Inwiefern kann die Bundesregierung die auf Bundesdrucksache 18/6478 (Antwort noch ohne Drucksachennummer) erfragten Angaben zur Zahl der deutschen Staatsbürger, die mit von Bundesbehörden ausgestellten und auf eine falsche Identität lautenden Papieren herumlaufen und Wahlbenachrichtigungen erhalten und deren Anzahl der Bundesregierung nach eigenen Angaben nicht bekannt sei, wenigstens als ungefähre Größenordnung angeben, damit sich Abgeordnete und die Öffentlichkeit ein Bild vom Umfang von aktuell vergebenen Tarnidentitäten machen können, und was kann die Bundesregierung dazu erläutern, für welche konkreten Personenkreise (außer Zeugen im Rahmen sogenannter Zeugenschutzprogramme) die Vergabe von Tarnidentitäten durch Bundespolizei, Verfassungsschutzämter, Kriminalämter, Zollbehörden, Bundesnachrichtendienst und Militärischem Abschirmdienst (auch im Einzelfall) erfolgen kann (bitte wie in Frage 3 der Antwort auf Bundesdrucksache 18/6478 offen geblieben erläutern, um welche „Mitarbeiter anderer Behörden“ sowie „Personen, die sonst für die Nachrichtendienste tätig sind“ und „Mitarbeiter und beauftragte Personen“ es sich dabei handeln kann)?

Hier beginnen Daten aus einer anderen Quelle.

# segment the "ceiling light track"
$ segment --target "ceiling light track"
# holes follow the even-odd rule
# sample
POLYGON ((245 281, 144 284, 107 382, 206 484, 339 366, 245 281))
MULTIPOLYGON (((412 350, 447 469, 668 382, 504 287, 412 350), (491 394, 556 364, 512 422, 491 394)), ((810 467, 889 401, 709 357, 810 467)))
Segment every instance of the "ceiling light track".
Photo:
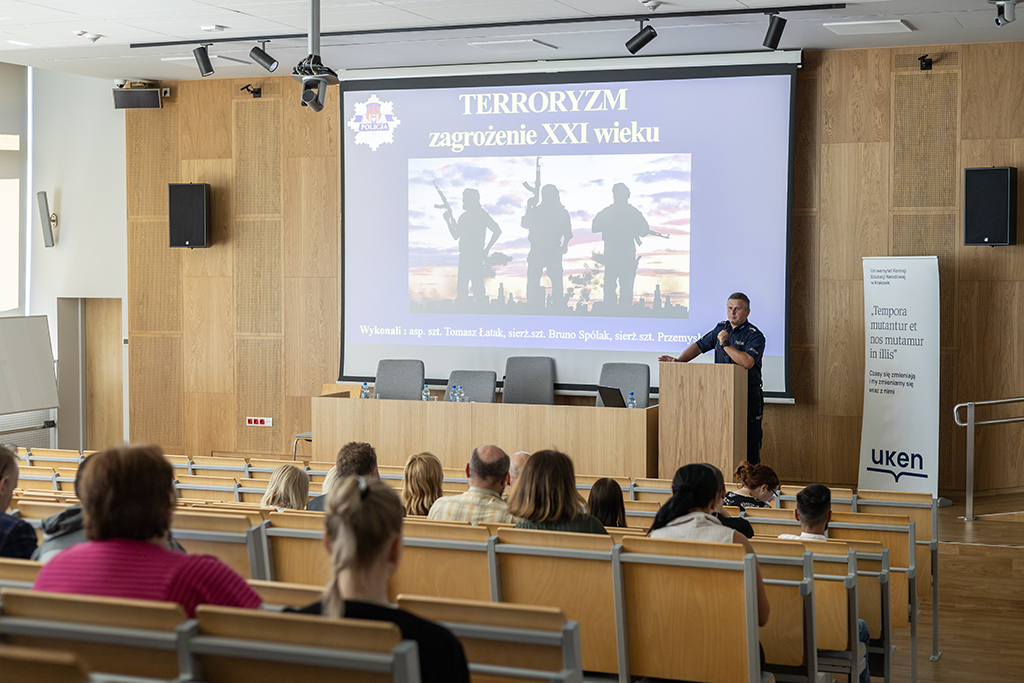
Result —
MULTIPOLYGON (((798 12, 817 12, 822 10, 834 10, 834 9, 846 9, 845 2, 833 2, 824 3, 820 5, 785 5, 779 7, 758 7, 750 9, 727 9, 727 10, 701 10, 693 12, 658 12, 652 14, 617 14, 610 16, 584 16, 584 17, 568 17, 565 19, 531 19, 528 21, 509 21, 509 22, 488 22, 478 24, 455 24, 451 26, 407 26, 402 28, 378 28, 378 29, 364 29, 359 31, 328 31, 320 34, 324 38, 354 38, 359 36, 375 36, 375 35, 396 35, 402 33, 437 33, 438 31, 474 31, 481 29, 501 29, 501 28, 524 28, 530 26, 565 26, 571 24, 596 24, 596 23, 608 23, 616 21, 650 21, 652 16, 657 16, 659 20, 665 19, 692 19, 696 17, 732 17, 732 16, 744 16, 744 15, 763 15, 772 13, 785 12, 786 14, 795 14, 798 12)), ((285 33, 271 36, 242 36, 232 38, 208 38, 203 37, 204 44, 213 43, 258 43, 260 41, 267 40, 303 40, 307 39, 308 34, 302 33, 285 33)), ((176 47, 180 45, 195 45, 196 41, 193 40, 165 40, 151 43, 132 43, 129 45, 132 49, 135 48, 147 48, 147 47, 176 47)))

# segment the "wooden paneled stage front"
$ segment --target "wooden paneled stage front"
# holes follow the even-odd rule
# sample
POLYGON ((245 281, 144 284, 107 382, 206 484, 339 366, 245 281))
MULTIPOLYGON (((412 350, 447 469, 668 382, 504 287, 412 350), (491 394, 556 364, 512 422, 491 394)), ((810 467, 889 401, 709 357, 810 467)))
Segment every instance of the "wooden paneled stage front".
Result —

Antwort des Parlamentarischen Staatssekretärs Dr. Günter Krings vom 1. Dezember 2015:
Wie in der Antwort der Bundesregierung vom 18. November 2015 auf die Kleine Anfrage der Fraktion DIE LINKE. vom 21. Oktober 2015 (Bundestagsdrucksache 18/6478) zu Frage 8 ausgeführt, hat die Bundesregierung keine Kenntnis über die Anzahl aller deutschen Staatsbürger mit einer Tarnidentität.
Die Bundesregierung hat jedoch Kenntnis über die aktuelle, ungefähre zahlenmäßige Größenordnung von Personen im Sinne der Fragestellung, für die auf Veranlassung der in der Frage genannten Bundesbehörden Tarnidentitäten ausgestellt wurden. Eine offene Beantwortung der Frage kann jedoch aus Gründen Staatswohls nicht erfolgen.
Soweit Tarnpapiere auf Veranlassung der genannten Behörden erstellt werden, erfolgt dies grundsätzlich im Zusammenhang mit ihrer operativen Aufgabenwahrnehmung. Aus der Beantwortung der Frage kann daher auf die Zahl der in diesem Zusammenhang eingesetzten Personen geschlossen werden. Die Kenntnis dieser Zahl lässt weitergehend den Schluss auf das Potential der Behörden im unmittelbaren Kernbereich nachrichtendienstlicher oder polizeilicher Informationsgewinnung durch menschliche Quellen zu. Damit würde den Gegnern der Nachrichtendienste und Polizeien und der Bundesrepublik Deutschland eine präzise Einschätzung des nachrichtendienstlichen bzw. polizeilichen Potentials ermöglicht.
Die Veröffentlichung der erfragten Zahl kann daher die Sicherheit der Bundesrepublik Deutschland gefährden oder ihren Interessen schweren Schaden zufügen. Die Antwort zu der erfragten Zahl ist demgemäß als Verschlusssache mit dem Verschlusssachen- Grad „VS-GEHEIM“ einzustufen. Sie wird bei der Geheimschutzstelle des Deutschen Bundestages hinterlegt.*
Zu der in der Frage enthaltenen Verknüpfung mit Wahlbenachrichtigungen wird auf die Antwort der Bundesregierung zu Frage 17 zur vorgenannten Kleinen Anfrage verwiesen.
Hinsichtlich der weitergehenden Frage nach den konkreten Personenkreisen für die Vergabe von Tarnidentitäten wird auf die Antwort der Bundesregierung zu Frage 3 der vorgenannten Kleinen Anfrage verwiesen. Die Antwort kann nur auf abstrakter Ebene erfolgen.